Engineering Contradictions & Design Principles
Engineering Contradiction Analysis
1Reliability
If mathematical or statistical analysis is used to identify and eliminate spikes from vibration data, then spike removal capability is improved, but processing time increases and productivity decreases
Solution Approach 1:
The patent transforms the vibration data parameter representation by converting time-domain vibration signals into frequency-domain spectra. This parameter transformation enables more efficient spike identification and removal algorithms to operate on spectral data rather than raw time-series data, thereby improving processing speed while maintaining spike removal effectiveness
Solution Approach 2:
The patent replaces complex mathematical and statistical analysis methods with a simplified spectral analysis approach. By substituting the mechanical computation of statistical outliers with frequency-domain transformation and comparison, the system achieves faster processing while effectively identifying and eliminating spikes from vibration data
2Measurement precision
If complex mathematical analysis is applied to detect anomalies in vibration data, then measurement precision is improved, but device complexity and processing time increase
Solution Approach 1:
The patent replaces complex mathematical anomaly detection algorithms with a simpler spectral comparison method.
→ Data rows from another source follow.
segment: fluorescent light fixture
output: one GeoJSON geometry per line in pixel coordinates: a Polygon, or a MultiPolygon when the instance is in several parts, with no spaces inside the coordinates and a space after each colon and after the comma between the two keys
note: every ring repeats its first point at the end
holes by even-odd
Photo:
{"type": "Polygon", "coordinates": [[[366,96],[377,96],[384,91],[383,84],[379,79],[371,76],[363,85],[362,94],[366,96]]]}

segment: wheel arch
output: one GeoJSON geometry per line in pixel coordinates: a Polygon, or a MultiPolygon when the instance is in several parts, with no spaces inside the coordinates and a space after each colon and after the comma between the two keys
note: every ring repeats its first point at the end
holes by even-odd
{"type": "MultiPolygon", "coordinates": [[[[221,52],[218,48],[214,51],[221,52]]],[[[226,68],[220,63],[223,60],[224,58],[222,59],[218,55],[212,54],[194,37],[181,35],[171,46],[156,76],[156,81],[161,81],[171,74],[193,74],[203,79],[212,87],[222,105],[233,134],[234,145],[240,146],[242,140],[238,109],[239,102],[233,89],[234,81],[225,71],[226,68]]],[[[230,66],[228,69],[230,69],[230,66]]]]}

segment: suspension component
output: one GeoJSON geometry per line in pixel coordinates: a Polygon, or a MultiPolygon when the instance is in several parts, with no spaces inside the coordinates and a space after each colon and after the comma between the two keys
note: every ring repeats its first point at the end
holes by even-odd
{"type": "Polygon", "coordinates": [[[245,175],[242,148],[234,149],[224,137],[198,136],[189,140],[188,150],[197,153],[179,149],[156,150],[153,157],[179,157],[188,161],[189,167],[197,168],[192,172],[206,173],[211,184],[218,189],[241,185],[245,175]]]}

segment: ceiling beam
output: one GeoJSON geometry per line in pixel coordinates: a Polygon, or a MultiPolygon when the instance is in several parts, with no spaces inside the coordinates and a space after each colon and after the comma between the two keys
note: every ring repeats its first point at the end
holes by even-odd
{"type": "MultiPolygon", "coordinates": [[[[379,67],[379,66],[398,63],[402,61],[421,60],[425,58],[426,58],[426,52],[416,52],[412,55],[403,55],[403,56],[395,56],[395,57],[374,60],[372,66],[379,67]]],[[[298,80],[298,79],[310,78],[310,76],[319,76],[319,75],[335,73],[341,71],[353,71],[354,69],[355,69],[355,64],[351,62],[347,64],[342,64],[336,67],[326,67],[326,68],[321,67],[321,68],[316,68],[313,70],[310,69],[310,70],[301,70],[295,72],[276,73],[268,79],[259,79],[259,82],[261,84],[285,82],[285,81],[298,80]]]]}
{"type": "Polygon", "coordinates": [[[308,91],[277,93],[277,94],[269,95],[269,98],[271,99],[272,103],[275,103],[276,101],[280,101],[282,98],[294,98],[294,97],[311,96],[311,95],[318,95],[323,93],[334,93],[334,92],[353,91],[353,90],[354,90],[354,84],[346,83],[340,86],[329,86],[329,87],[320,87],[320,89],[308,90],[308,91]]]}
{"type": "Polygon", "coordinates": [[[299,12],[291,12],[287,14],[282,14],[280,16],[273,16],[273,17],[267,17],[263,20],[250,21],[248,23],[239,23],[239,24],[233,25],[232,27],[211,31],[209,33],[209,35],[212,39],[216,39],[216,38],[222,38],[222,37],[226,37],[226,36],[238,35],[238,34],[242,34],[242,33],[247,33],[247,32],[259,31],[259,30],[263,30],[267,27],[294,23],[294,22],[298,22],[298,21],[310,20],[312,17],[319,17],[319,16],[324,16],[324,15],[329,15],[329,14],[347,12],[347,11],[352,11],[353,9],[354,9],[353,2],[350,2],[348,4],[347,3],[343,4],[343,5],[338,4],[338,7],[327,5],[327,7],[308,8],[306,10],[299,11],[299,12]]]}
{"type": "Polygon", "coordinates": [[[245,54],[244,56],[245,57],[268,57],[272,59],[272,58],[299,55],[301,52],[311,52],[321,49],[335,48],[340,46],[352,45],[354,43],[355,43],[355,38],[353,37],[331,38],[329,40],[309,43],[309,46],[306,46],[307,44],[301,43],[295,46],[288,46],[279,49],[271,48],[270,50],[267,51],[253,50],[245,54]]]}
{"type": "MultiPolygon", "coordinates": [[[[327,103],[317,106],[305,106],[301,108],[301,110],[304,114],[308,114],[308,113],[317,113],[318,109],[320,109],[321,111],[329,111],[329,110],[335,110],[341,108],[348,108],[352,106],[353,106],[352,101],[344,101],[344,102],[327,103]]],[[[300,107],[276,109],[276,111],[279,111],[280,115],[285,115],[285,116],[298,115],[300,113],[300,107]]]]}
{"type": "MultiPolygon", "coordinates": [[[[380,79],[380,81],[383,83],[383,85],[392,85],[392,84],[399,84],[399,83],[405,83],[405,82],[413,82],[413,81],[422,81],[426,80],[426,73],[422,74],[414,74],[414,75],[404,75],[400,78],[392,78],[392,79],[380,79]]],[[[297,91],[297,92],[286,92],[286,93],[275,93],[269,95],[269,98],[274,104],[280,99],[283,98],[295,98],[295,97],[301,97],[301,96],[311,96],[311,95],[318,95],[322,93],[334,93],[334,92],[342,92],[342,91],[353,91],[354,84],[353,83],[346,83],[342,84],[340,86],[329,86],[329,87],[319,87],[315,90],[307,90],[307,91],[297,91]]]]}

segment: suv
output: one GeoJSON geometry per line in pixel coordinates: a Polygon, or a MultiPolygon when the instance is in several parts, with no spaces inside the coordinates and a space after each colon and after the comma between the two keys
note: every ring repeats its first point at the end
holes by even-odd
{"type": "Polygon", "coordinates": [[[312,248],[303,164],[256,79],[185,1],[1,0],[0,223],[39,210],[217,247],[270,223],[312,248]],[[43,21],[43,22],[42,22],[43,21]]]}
By transforming vibration data into frequency spectra and comparing spectral characteristics, the system achieves accurate fault detection without requiring complex statistical analysis, thereby reducing device and processing complexity
Solution Approach 2:
The patent transitions from analyzing vibration data in the time domain to analyzing it in the frequency domain. This dimensional transformation provides additional insight into fault characteristics while simplifying the detection algorithm, as spectral peaks and patterns are more easily identifiable and interpretable than time-domain waveforms
3Reliability
If prior art spike filtering methods are used, then noise removal is improved, but the methods are too slow for real-time preventive maintenance monitoring of multiple machines
Solution Approach 1:
The patent changes the data representation parameter from time-domain values to frequency-domain spectra. This parameter change enables more efficient computational algorithms that can process multiple machine vibration datasets simultaneously and in real-time, while maintaining effective noise and spike removal capability through spectral analysis
Data Source
AI summary
A machine monitor includes sensors producing a series of scalar values corresponding to sensed physical parameters. An analyzer produces a first database based on the scalar values and determines a median value of the scalar values for each sensor. It also sets a spike level that is offset from the median value by a predetermined multiple of the median value. A spike filter in the analyzer compares the scalar values to the spike level, and identifies a particular scalar value as a potential spike when the particular scalar value differs from the median value by an amount that is equal to or greater than the spike level. A potential spike is determined to be an actual spike if the first and second side values are within a predetermined range of the median value. A second database is produced with the actual spikes eliminated. Using the second database, corrected faults are identified by finding a data point that exceeds a danger level with a preceding data point exceeding a warning level and two trailing data points being less than an advise level.